L 3 AL 87/99

Land
Freistaat Sachsen
Sozialgericht
Sächsisches LSG
Sachgebiet
Arbeitslosenversicherung
Abteilung
3
1. Instanz
SG Leipzig (FSS)
Aktenzeichen
S 1 AL 160/97
Datum
2. Instanz
Sächsisches LSG
Aktenzeichen
L 3 AL 87/99
Datum
3. Instanz
Bundessozialgericht
Aktenzeichen
-
Datum
-
Kategorie
Urteil
I. Auf die Berufung werden das Urteil des Sozialgerichts Leipzig vom 21. April 1999 und die Bescheide der Beklagten vom 06.06.1996 und vom 17.02.1997 aufgehoben.
II. Die Beklagte hat der Klägerin die notwendigen außergerichtlichen Kosten beider Verfahrenszüge zu erstatten.
III. Die Revision wird nicht zugelassen.

Tatbestand:

Die Beteiligten streiten über die Rechtmäßigkeit eines Aufhebungs- und Erstattungsbescheides der Beklagten hinsichtlich des im Zeitraum vom 01.10.1991 bis 01.05.1996 überzahlten Altersübergangsgeldes (Alüg) in Höhe von 5.185,90 DM.

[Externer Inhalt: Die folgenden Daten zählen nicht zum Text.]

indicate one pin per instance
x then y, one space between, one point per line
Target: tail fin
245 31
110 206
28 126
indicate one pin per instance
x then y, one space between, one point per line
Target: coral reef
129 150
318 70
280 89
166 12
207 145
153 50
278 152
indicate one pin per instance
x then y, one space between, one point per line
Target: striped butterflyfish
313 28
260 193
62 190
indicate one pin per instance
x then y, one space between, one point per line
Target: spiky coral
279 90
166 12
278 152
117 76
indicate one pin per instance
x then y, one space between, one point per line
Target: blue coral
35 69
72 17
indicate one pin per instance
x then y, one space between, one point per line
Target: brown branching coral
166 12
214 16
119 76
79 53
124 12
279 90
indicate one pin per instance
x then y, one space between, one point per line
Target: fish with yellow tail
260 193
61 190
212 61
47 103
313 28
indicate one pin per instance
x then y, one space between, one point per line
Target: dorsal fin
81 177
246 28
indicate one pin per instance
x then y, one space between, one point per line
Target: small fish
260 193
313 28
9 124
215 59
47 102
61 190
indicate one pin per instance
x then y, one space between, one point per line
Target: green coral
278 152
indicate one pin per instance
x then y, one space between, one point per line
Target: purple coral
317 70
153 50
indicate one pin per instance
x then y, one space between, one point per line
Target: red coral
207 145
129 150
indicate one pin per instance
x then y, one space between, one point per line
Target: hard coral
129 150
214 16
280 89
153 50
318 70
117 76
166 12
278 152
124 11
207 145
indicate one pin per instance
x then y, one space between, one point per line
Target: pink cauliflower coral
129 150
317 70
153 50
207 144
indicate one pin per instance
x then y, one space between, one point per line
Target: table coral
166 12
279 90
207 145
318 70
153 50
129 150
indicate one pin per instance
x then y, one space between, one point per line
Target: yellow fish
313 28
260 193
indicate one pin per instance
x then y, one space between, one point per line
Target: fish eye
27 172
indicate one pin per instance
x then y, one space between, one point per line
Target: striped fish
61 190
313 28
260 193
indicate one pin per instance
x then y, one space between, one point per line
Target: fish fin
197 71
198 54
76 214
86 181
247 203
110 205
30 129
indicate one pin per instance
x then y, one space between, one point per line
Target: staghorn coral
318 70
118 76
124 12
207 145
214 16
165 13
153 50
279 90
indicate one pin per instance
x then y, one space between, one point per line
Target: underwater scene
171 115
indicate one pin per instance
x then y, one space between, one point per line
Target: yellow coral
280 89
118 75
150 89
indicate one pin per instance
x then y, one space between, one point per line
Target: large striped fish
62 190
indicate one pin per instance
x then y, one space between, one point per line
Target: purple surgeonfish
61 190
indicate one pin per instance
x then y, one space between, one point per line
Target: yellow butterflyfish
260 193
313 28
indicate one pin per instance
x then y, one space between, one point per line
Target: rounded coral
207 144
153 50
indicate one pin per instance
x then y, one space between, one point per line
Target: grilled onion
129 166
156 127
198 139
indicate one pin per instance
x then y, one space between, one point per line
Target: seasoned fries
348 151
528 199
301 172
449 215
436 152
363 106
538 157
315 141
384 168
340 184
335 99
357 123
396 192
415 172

Die am ... in Polen geborene, seit 1969 verheiratete Klägerin besuchte von 1942 bis 1944 die Schule, befand sich von 1945 bis 1949 in Internierungslagern und reiste 1957 in die ehemalige DDR ein. Sie war von 1957 an als Arbeiterin in einer Wollkämmerei beschäftigt. Von November 1976 bis 30.06.1991 arbeitete sie als Wäscherin. Sie erzielte im Bemessungszeitraum ein durchschnittliches Bruttoarbeitsentgelt i. H. von 1.575,00 DM.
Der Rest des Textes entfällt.